I want to try swimming and more exploring in larger spaces once he is back on his feet in addition to wheeling, but right now he can't really stand up for long much less move on his own so I have to stick with helping him toddle around during these feedings to get a little bit of exercise.

+++++

This last feeding about 9:30-10:30 went very well, he ate most of his food on his own from the dish with me supporting his weight so he could stand. The little bit he left in the bottom of the bowl I mixed with 6ml of water and we syringed that; he seems to take the water better if it has a little bit of the food in it, I guess he just dislikes the taste of water right now? Or perhaps he is too tired after eating to drink in the usual fashion from a dish. I've been offering water in a dish, but so far no interest.

Plenty of urine, not so much stool, BUT what was passed was more normal in consistency and color than previous days so that is progress. Hopefully the Benebac is helping put things to rights in his little GI tract!


----------



## Kalandra (Aug 25, 2008)

If he starts to show signs of dehydration, get him another sub-q. If you are comfortable with needles, ask your vet for a bag of lactated ringers, syringes & needles to do them at home. Also ask for the amount to give. If a hedgehog is vomiting, has diarrhea, or just not drinking enough, you sometimes need to give them a sub-q to help support them. The bag of lactated ringers shouldn't cost much. My last bag cost just over $5 US in May and my vet gave me the needles (I had syringes on hand already).

Sub-qs are not hard to do, they just get injected under the skin. If you have never given a shot under the skin, you may want to ask your vet to show you how.


----------



## Alastrina (Sep 18, 2009)

Charley was pretty dehydrated at the vet's office the other day when he received 20ml of fluids via sub-q from the vet.

I'll admit I am not comfortable giving him an injection as I have no idea how, and I would have to ask the vet how to show me; my husband is experienced in giving IV's to humans, horse, and dogs, but admits he's not sure if he could give an injection to Charley or our other boys either. I might have to get the vet to show me how and ask how much the supplies would be to keep them as a part of my emergency kit.

How long did your bag of fluids last (as in, expiration date)?

Since I have started doubling the amount of water he is receiving at each feeding (we're up to 6ml per feeding now) and he receives a feeding every 4 hours, I would say he is getting sufficient fluids for now since I am his sole source of them; he is in his travel crate so he cannot hurt himself moving around on his own, and while it does have the little food and water tray that can hang on the door I have kept it out in case he fell into it while I was not there and either made a mess, hurt himself, or both.

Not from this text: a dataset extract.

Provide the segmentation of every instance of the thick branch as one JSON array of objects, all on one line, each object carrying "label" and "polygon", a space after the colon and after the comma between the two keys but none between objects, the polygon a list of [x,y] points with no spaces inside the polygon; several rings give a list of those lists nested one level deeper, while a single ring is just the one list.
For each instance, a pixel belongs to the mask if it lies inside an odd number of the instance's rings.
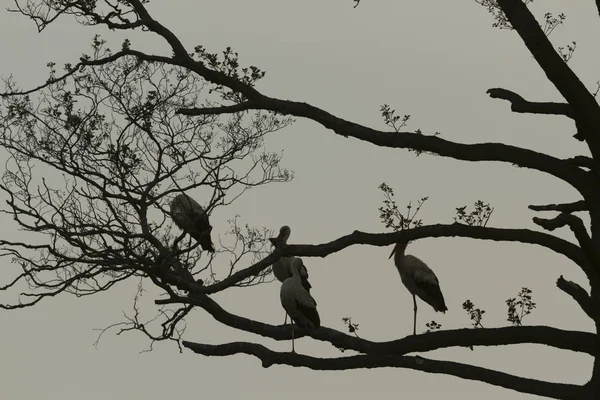
[{"label": "thick branch", "polygon": [[579,247],[566,240],[529,229],[489,228],[454,223],[451,225],[427,225],[393,233],[366,233],[354,231],[349,235],[319,245],[287,245],[276,250],[256,264],[236,272],[221,282],[209,286],[200,286],[194,282],[181,282],[179,286],[182,290],[188,290],[196,294],[217,293],[246,278],[259,274],[269,265],[277,261],[281,256],[327,257],[332,253],[336,253],[356,244],[389,246],[400,241],[427,237],[470,237],[482,240],[537,244],[568,257],[582,268],[590,280],[597,280],[600,283],[598,274],[592,268],[589,260],[585,257],[585,254]]},{"label": "thick branch", "polygon": [[[553,231],[557,228],[568,225],[575,235],[575,238],[579,242],[581,249],[591,261],[592,265],[600,265],[600,254],[598,253],[594,242],[588,235],[585,225],[583,225],[583,221],[581,221],[580,218],[572,214],[561,213],[552,219],[534,217],[533,222],[549,231]],[[596,267],[594,267],[594,270],[596,270]]]},{"label": "thick branch", "polygon": [[584,389],[581,386],[544,382],[537,379],[522,378],[504,372],[494,371],[474,365],[452,361],[438,361],[420,356],[350,356],[339,358],[316,358],[295,353],[272,351],[265,346],[254,343],[234,342],[221,345],[208,345],[184,341],[183,345],[195,353],[205,356],[229,356],[248,354],[262,361],[265,368],[274,364],[293,367],[306,367],[314,370],[342,371],[357,368],[408,368],[417,371],[452,375],[463,379],[476,380],[512,389],[521,393],[537,394],[552,399],[582,399]]},{"label": "thick branch", "polygon": [[579,304],[581,309],[587,314],[588,317],[594,321],[600,321],[600,313],[596,310],[596,305],[593,299],[585,291],[584,288],[576,284],[575,282],[568,281],[561,275],[556,281],[556,286],[569,296],[573,298]]},{"label": "thick branch", "polygon": [[[292,338],[292,327],[290,325],[274,326],[231,314],[206,295],[174,297],[166,300],[156,300],[155,303],[193,304],[203,308],[215,320],[231,328],[275,340],[290,340]],[[591,333],[565,331],[547,326],[444,330],[408,336],[389,342],[372,342],[325,327],[309,331],[296,327],[293,335],[296,338],[309,336],[316,340],[329,342],[338,348],[354,350],[359,353],[396,355],[448,347],[500,346],[520,343],[543,344],[563,350],[593,354],[598,342],[596,336]]]},{"label": "thick branch", "polygon": [[[569,103],[573,117],[578,122],[579,133],[586,139],[594,159],[600,160],[600,107],[596,99],[554,50],[522,0],[498,0],[498,5],[550,82]],[[581,131],[582,126],[584,132]]]},{"label": "thick branch", "polygon": [[492,99],[507,100],[511,104],[511,111],[527,114],[553,114],[573,118],[573,110],[567,103],[532,102],[527,101],[519,94],[502,88],[488,89],[487,94]]},{"label": "thick branch", "polygon": [[[201,74],[202,75],[202,74]],[[202,75],[204,76],[204,75]],[[210,80],[206,76],[206,79]],[[217,82],[215,82],[217,83]],[[239,86],[238,86],[239,87]],[[253,89],[254,91],[254,89]],[[250,93],[244,93],[249,96]],[[570,183],[578,190],[586,190],[587,180],[577,168],[564,160],[500,143],[459,144],[436,136],[426,136],[410,132],[383,132],[343,120],[307,103],[279,100],[254,94],[251,98],[253,109],[263,109],[311,119],[345,137],[354,137],[381,147],[410,148],[452,157],[465,161],[501,161],[522,167],[543,171]],[[246,103],[246,106],[250,104]],[[180,109],[184,115],[202,115],[206,109]],[[208,109],[214,113],[214,109]],[[221,109],[221,112],[225,110]]]},{"label": "thick branch", "polygon": [[587,211],[585,200],[574,201],[572,203],[561,203],[561,204],[544,204],[544,205],[530,205],[530,210],[533,211],[560,211],[563,213],[573,213],[577,211]]},{"label": "thick branch", "polygon": [[388,246],[399,241],[409,241],[436,237],[470,237],[473,239],[521,242],[537,244],[562,254],[579,265],[591,280],[598,280],[598,274],[585,257],[582,250],[566,240],[543,232],[529,229],[504,229],[468,226],[459,223],[451,225],[427,225],[394,233],[365,233],[354,231],[329,243],[320,245],[288,245],[282,248],[283,256],[326,257],[355,244]]}]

The vet mentioned that 40-60ml daily was a good target range for water for small animals such as rabbits, but was unsure if our APHs had the same requirement because their African ancestry might give them the ability to operate on less water. Charley is getting between 35 and 40ml right now, I am working up slowly to increasing his water intake, but he is urinating frequently and it is a light color, so I believe this indicates for now he is much better in terms of hydration.


----------



## hanhan27 (May 12, 2011)

Alastrina, I agree that light yellow urine is a good thing. In humans and animals alike, dark yellow urine is a very indicative sign of dehydration.

Also, this may or may not help, but I'll share with you anyway.

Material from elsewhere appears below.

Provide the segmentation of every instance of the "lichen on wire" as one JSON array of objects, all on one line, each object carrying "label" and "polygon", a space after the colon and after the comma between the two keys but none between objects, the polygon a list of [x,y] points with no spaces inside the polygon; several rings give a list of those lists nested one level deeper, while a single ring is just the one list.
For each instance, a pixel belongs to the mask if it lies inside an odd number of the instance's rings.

When I was 15 or so, we had 2 dogs (Annie the springer spaniel, and Jasmine the rott) and they were very good girls. We lived on 15 acres of property, surrounded by woods and corn fields, and allowed them to roam our property once or twice a day instead of tying them out. Once in a very great while, they would be gone for hours at a time, but they both loved the thrill of hunting rabbits and we never worried. They always stuck together and came home at the same time.

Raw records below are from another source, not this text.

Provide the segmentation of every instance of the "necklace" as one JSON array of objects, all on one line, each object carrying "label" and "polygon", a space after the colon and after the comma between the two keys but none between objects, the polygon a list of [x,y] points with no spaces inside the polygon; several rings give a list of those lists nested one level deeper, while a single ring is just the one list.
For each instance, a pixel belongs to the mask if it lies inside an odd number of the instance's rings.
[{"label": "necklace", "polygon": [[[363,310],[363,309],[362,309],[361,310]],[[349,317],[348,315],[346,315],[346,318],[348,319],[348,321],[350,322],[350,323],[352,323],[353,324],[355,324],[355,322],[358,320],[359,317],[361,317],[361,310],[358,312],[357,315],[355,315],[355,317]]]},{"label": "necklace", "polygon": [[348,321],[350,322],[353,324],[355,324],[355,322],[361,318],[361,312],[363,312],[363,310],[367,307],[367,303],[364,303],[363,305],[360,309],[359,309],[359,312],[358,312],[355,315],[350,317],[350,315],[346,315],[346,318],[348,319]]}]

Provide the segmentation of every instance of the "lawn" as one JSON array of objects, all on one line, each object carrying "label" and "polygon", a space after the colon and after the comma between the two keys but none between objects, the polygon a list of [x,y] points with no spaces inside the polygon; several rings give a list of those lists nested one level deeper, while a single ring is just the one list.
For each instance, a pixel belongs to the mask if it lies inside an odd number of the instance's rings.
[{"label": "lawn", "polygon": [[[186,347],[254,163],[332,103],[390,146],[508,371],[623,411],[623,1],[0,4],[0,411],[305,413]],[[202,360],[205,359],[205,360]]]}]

One night, Annie and Jasmine were out running, and Jasmine came home... without Annie. It was about 5pm when we realized that Annie was no where in sight, and I was worried. I stayed outside til about 9pm, calling her name, wandering the woods looking for her, etc, with no luck. My mom finally made me go to bed around 11 that night, and she still hadn't come home. The next morning, my mom woke me up to tell me that Annie came home but something was wrong. Annie couldn't walk because her back legs were giving out on her. We took her to the vet, spent $1000 on tests to be told that they didn't know what was wrong with her, and took her home. We did some research online and came to the conclusion that she had Coonhound Paralysis (http://www.petwave.com/Dogs/Dog-Health- ... lysis.aspx)

A week went by - all 4 of Annie's legs were paralyzed and she had no control over her bowels or bladder. We took her back to the vet, told them what we had learned about Coonhound Paralysis, and the vet gave us an information sheet on PT and showed us how to do Range of Motion exercises for her since most dogs recover fully from this condition.

For Range of Motion, we did what you've been doing - flexing the feet, moving her legs in a "walking motion", etc. I'm sure if you look up ROM exercises on dogs on youtube, you'd get a good idea of what you should be doing for Charley.

As a nursing assistant working with the physically disabled, I know the importance of keeping muscles worked while in recovery, even if it's passive and someone else has to perform the ROM for you. Muscle atrophy occurs frighteningly fast.

That's what I know through my own experience. Helping Charley exercise probably won't hurt him any, and IMHO, it will help him regain use of his muscles faster when he has gotten well enough to walk on his own. I hope this helps.


----------



## Alastrina (Sep 18, 2009)

Poor Annie! That sounds scary, for you (her humans) and and Annie herself; to go out for a run and not be able to walk home...

Charley is recovering well but I think I am going to need to work with him more so that he does not get hurt because he is all over the place and would not hold still during this last feeding (good thing!) and I'm worried he'll twist or turn something the wrong way since he is still not coordinated at all. As far as I can see all limbs are functioning normally; his front paws look a little swollen, but he does not act as though it is uncomfortable when I lightly pinch them and manipulate his legs and feet.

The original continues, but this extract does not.